Still, he considered certain aspects of the experience worthy of record. The expedition’s restrained and responsive leadership, for example, the mature and respectful temperaments of its hand-picked rank and file, and its uniquely democratic organization – he wrote about all of that and more in “Everest: The West Ridge.”

“I thought about calling it ‘Everest: The World’s Highest Metaphor’” he says, only half joking. “It would have given me open season to say whatever I wanted.”

What Hornbein ended up saying in The West Ridge has ever since been acclaimed as among the finest works of mountaineering literature ever penned. Rich in imagery, high in drama, immensely readable, The West Ridge he put a human face on that most extreme of sports, focusing on the character of the men who endured those hardships together and the relationships they forged along the way.

“To me, what was so unique about the expedition was the diversity of talents and the interaction of the people involved. I wanted to convey that the reality and the humanity of climbing a mountain is not really so different from how you succeed at anything else in your life, from your marriage, to your profession, to raising your kids.”

Hornbein conveyed that thought with powerful clarity, and then he went back to his life. While he never lost his passion for the mountains, the great reach of Hornbein’s life after the West Ridge has been grounded in medicine. And, having once been made aware of it, he’s come to see the powerful force of uncertainty at work everywhere around him.
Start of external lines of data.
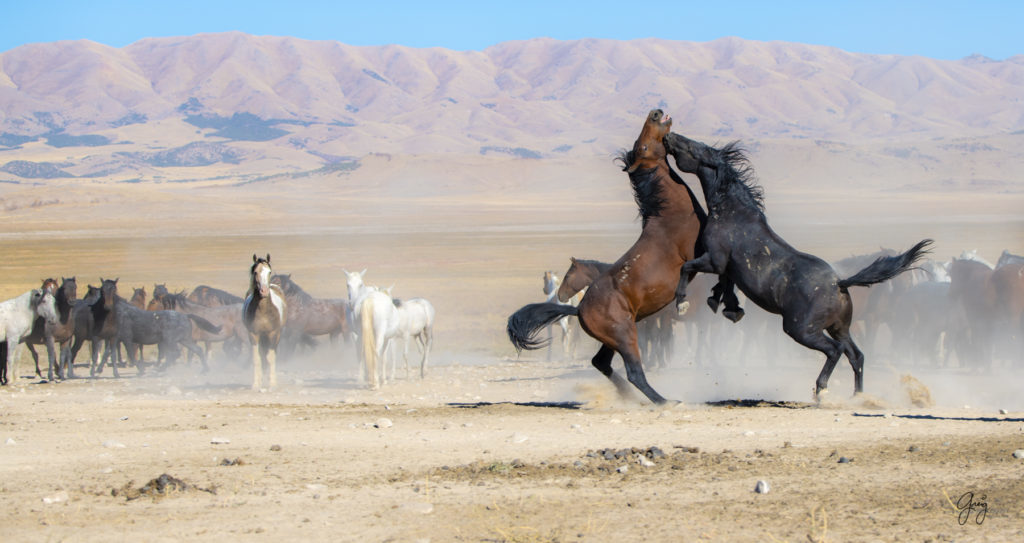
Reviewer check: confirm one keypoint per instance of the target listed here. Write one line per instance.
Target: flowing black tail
(887, 267)
(530, 319)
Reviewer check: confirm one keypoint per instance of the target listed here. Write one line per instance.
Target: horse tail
(204, 324)
(369, 340)
(887, 267)
(530, 319)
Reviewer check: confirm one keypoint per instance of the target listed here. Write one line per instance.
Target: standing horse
(264, 312)
(416, 320)
(653, 333)
(211, 297)
(376, 322)
(227, 319)
(643, 280)
(16, 317)
(741, 247)
(308, 316)
(59, 332)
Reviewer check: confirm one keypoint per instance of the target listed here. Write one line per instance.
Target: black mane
(646, 190)
(736, 176)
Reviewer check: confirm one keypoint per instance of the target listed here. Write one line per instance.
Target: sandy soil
(487, 447)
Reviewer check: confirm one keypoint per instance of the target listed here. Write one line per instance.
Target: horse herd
(627, 305)
(275, 316)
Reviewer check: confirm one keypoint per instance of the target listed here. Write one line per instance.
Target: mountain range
(161, 106)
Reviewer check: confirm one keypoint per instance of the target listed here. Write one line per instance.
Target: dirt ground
(488, 447)
(502, 451)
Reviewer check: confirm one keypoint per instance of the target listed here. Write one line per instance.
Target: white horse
(376, 323)
(551, 284)
(416, 320)
(16, 318)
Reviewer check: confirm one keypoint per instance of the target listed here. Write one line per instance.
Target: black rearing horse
(742, 248)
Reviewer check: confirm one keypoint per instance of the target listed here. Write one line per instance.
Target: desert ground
(491, 445)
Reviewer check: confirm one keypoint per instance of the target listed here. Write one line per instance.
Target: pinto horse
(643, 280)
(743, 250)
(264, 312)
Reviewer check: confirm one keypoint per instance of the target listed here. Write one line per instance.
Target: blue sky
(938, 29)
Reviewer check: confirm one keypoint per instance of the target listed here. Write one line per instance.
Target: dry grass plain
(487, 447)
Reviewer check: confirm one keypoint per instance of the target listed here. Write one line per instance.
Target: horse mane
(646, 192)
(594, 263)
(739, 179)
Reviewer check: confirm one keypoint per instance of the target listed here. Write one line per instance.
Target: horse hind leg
(832, 348)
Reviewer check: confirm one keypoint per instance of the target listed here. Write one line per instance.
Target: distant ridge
(538, 97)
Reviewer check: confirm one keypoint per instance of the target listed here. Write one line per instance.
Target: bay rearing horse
(263, 312)
(743, 250)
(643, 280)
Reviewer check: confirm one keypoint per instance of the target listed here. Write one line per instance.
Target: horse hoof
(681, 308)
(733, 316)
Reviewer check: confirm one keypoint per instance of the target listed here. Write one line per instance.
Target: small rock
(55, 498)
(642, 460)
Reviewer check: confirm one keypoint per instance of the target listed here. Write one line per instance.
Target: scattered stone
(418, 507)
(642, 460)
(163, 486)
(59, 497)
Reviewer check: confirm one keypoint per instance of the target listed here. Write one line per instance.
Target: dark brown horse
(643, 280)
(212, 297)
(264, 314)
(309, 317)
(653, 333)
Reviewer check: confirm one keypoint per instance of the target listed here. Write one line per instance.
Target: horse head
(649, 148)
(259, 276)
(108, 291)
(69, 288)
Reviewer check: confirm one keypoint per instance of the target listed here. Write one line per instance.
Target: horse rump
(204, 324)
(525, 323)
(886, 267)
“I found out I love research – the uncertainty of the hypothesis, and trying to prove the outcome. In science, different views increase uncertainty, and uncertainty leads to more thoughtful problem-solving.”

Even his decision in 2006 to leave Seattle for his boyhood haunts seems to validate Emerson’s theory.

“It’s the Uncertainty Principle again,” Hornbein smiles. “After I retired I needed to find new challenges.”

When the author of “Everest: The West Ridge” takes the podium at the Rocky Mountain Literary Festival on Oct. 17, it’s dead-certain he’ll say something worth hearing. Just don’t bother asking him what it will be.

“It’s better if there’s a little uncertainty.”